I don’t want to repeat or add to the litany of woes we hear daily. I’d like to keep hope before us. I need it, and I’m guessing you do too. So here are a few of the upsides for me in the time of coronavirus.

I have more time to devote to my practice. I’m not running errands or attending events. There’s plenty of food in my kitchen, and using curbside pickup when supplies run low is a real time-saver. I miss grocery-shopping, but I have no problem living with this temporary adjustment if it keeps more people safe.
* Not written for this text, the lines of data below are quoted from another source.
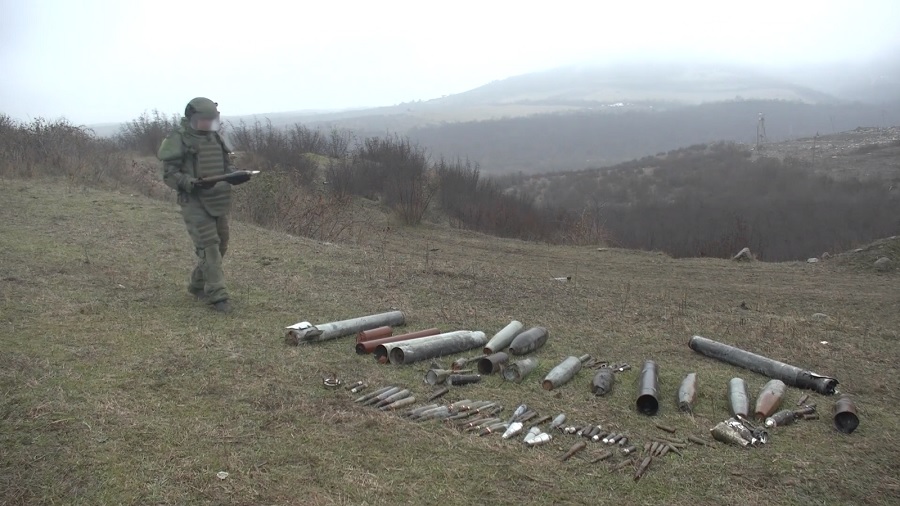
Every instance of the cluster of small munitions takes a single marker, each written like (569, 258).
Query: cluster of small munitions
(745, 427)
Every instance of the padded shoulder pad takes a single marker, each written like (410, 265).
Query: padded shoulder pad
(171, 149)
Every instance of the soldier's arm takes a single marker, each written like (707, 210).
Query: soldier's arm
(171, 153)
Priorities shifted when I cancelled my studio event. I had planned to revamp my art inventory system after that, but since I’m not rearranging the studio or buying party supplies, this project rose to the top. This cloud-based inventory system will save me time and frustration later on. I’ve been able to enter all my 2020 work into the database, and most work from 2019. Another benefit: revisiting every piece has forced me to look at each one critically. After a time, I recognize some no longer pass muster or feel at home with my current body of work, so I’ve removed them from inventory. House-cleaning is good.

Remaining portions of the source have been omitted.